En fait de projet, je réalise que je formule plutôt des souhaits qu’il ne tient qu’à moi de réaliser.

En tout cas, pour l’instant, pas du tout l’envie de rentrer.

Hanoï, 27 novembre 2009
RAF2Tout quitter n’est pas si simple.
C’est faire un choix et choisir …c’est renoncer.
Renoncer à voir mes deux Grands grandir encore

Renoncer à nos amis

Renoncer à la sécurité et au confort de la France

Pourquoi partir alors ?

Beaucoup d’entre vous trouvent ça courageux, pas moi. Il suffit d’un grand ras-le-bol de la vie qu’on mène. Un jour, on se retourne et on se demande si l’on vie la vie qu’on rêvait d’avoir quand on avait 17 ans. Dans mon cas la réponse est bien sur négative.

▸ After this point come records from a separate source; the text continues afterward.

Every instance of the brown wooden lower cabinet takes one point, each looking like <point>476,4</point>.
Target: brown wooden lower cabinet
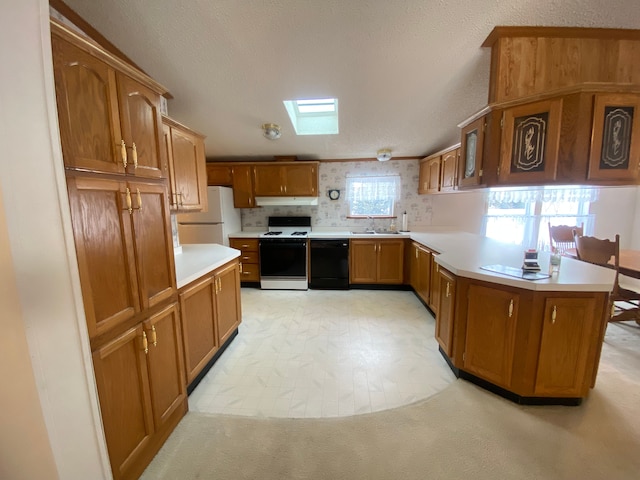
<point>531,344</point>
<point>140,380</point>
<point>211,312</point>
<point>376,261</point>
<point>249,258</point>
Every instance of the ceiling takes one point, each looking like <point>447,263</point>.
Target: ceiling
<point>405,72</point>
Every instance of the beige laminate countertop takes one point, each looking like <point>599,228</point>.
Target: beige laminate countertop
<point>199,259</point>
<point>464,253</point>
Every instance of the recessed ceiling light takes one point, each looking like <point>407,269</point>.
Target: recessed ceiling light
<point>313,116</point>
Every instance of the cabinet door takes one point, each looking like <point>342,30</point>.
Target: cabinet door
<point>424,277</point>
<point>446,310</point>
<point>242,186</point>
<point>166,365</point>
<point>490,337</point>
<point>87,101</point>
<point>471,152</point>
<point>615,141</point>
<point>390,261</point>
<point>434,293</point>
<point>197,305</point>
<point>122,379</point>
<point>267,180</point>
<point>188,173</point>
<point>104,246</point>
<point>141,128</point>
<point>219,175</point>
<point>569,324</point>
<point>363,263</point>
<point>449,170</point>
<point>300,180</point>
<point>228,310</point>
<point>530,142</point>
<point>433,175</point>
<point>153,243</point>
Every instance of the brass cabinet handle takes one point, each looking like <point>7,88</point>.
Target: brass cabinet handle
<point>123,153</point>
<point>154,338</point>
<point>128,200</point>
<point>135,155</point>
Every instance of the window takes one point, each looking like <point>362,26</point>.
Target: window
<point>313,117</point>
<point>372,196</point>
<point>521,216</point>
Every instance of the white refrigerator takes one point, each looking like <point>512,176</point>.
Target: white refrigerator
<point>216,224</point>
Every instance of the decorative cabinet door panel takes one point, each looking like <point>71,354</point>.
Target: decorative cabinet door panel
<point>390,261</point>
<point>449,170</point>
<point>187,169</point>
<point>568,326</point>
<point>267,180</point>
<point>615,141</point>
<point>87,101</point>
<point>445,315</point>
<point>197,305</point>
<point>141,128</point>
<point>471,151</point>
<point>104,246</point>
<point>490,337</point>
<point>530,142</point>
<point>228,309</point>
<point>301,180</point>
<point>166,365</point>
<point>153,243</point>
<point>242,186</point>
<point>122,379</point>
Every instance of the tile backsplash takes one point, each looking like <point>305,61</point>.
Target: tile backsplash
<point>333,213</point>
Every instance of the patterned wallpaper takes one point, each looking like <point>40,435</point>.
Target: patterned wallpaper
<point>333,213</point>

Alors deux solutions : la résignation ou l’action.

J’ai choisi l’action. J’ai eu la chance que Sophie me suive. Nous avons attendu que les Grands deviennent grands, qu’il aient moins besoin de moi. Ils sont lancés dans la vie maintenant. Ils sont beaux, intelligents, en bonne santé. Ils sont armés pour mordre la vie à pleines dents Nous faisons le pari que la petite est encore assez petite pour nous suivre sans problème. Nous espérons lui faire découvrir un peu le monde, ouvrir son horizon.

Par avance excusez-nous de ne pouvoir donner des nouvelles à chacun, le temps nous manquera, je le sais. C’est pourquoi nous avons crée ( avec l’aide de Raphaël ) ce blog. Vous pourrez nous y suivre dans notre périple, découvrir nos aventures, commentez ce que vous voyez.